Some forward-looking trade indicators have turned negative in recent months. In February 2019, the WTOI index fell to a value of 96.3, which is below the baseline of 100. This signalled slowing of world trade growth in Q1 2019. According to statistics provided by the International Air Transport Association (IATA), air freight shipments also faced a constant decrease of 3% in international freight tonne kilometres (FTK), year after year.
Global export order details given by purchasing managers’ indices show that orders fell below the threshold value of 50 to 49.1 in February.
Trade growth in 2018 was a victim of several factors, such as the introduction of new trade tariffs, weak global economic growth, financial market volatility, retaliatory measures impacting widely traded goods and tighter monetary regulations in developed countries.

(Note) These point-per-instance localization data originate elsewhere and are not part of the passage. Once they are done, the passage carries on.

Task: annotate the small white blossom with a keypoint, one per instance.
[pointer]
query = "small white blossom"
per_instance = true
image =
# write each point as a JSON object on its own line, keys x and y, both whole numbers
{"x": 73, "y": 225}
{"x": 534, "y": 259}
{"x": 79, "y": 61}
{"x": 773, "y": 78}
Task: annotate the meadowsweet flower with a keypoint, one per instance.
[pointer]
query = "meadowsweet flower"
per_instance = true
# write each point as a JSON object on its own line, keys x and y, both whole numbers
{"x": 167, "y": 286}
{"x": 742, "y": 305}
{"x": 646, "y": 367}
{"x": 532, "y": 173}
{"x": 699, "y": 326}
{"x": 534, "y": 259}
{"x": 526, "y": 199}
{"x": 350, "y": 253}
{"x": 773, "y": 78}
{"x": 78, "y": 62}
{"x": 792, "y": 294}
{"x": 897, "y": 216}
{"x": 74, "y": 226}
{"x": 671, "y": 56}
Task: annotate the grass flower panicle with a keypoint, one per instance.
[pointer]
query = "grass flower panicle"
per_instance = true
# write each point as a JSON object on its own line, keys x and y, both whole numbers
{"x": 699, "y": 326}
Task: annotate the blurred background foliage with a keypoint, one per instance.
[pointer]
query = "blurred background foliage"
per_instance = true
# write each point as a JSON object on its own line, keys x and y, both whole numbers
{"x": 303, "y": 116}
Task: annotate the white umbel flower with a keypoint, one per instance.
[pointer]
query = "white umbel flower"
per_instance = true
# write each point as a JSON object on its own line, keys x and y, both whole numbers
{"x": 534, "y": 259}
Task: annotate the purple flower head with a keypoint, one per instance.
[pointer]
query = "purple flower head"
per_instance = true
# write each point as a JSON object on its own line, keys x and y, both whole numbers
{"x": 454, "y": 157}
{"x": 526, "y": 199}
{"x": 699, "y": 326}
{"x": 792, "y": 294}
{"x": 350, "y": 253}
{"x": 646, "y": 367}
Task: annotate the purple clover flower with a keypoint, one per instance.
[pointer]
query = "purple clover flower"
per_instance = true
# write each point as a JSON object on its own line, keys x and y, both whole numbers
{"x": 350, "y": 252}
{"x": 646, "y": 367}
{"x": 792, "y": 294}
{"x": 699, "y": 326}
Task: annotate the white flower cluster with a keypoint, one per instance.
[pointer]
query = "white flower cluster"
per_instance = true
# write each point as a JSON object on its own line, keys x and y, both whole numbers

Although the above average growth numbers of 4.6% in 2017 raised hopes that trade could gain some of its earlier steam, this didn’t actually happen. There was only slight growth in trade, as compared to the output in 2018. And, the relative weakness in trade is expected to last through 2019. One reason for this could be the slow growth of trade in the European Union, which accounts for a large share of the global trade, as compared to the global GDP.
Consensus estimates show that the world GDP is gradually slowing from 2.9% in 2018 to an estimated 2.6% for both 2019 and 2020.
The WTO forecasts included downgraded GDP projections for Asia, North America and Europe. This is mainly due to certain macroeconomic factors, including:
The monetary authorities of several key economies have, for the moment, put a hold on increasing interest rates, in response to the economic data. But, the impact of such policies could take some time to be felt.
Some economists have tried to quantify the medium-term impact of a greater trade conflict on the world economy. For this, they assumed that the conflict would lead to a complete breakdown of international cooperation and all countries would set their own tariffs.
Such a “worst case scenario” would lead to a massive reduction of about 2% in the global GDP growth by 2022 and a reduction of about 17% in global trade, as compared to the baseline projections.
Trade and global output were also affected by the US government shutdown and the production problems in Germany’s automobile sector. These things could have temporary effects on consumers and businesses, who might postpone their purchase and production decisions, respectively.
Prolonged uncertainty regarding trade policies can be a major source of downside risk to jobs, living standards and global investment. Greater trade restrictions will lower the living standards for consumers, especially those from lower income households, while increasing production costs for businesses.
Even if China and the US reach a mutual trade agreement in the short term, there is a risk that other restrictive measures could be put into place in the latter part of 2019. These include restrictions on specific trade sectors, such as automobiles and automobile parts.
This, in turn, could hit the European markets really hard, since motor vehicle exports account for one-tenth of the EU’s exports to the US and there are many supply chain linkages that could spread this impact across sectors and countries.
Some other risks due to the slowdown of world trade are difficult to quantify. For instance, the impact of Brexit will depend mostly on the type of deal that is finalised between the EU and the UK. Also, the impact of Brexit will mostly be limited to these economies. A reluctance to invest in the UK is likely to occur in most Brexit scenarios, which could reduce productive capacity over time.
Although trade tariffs are viewed as the major barrier to the growth of world trade, just the announcement of measures could be destructive as well. News about possible tariffs in the future could exacerbate the current uncertainty in the market, leading to a decrease in investment.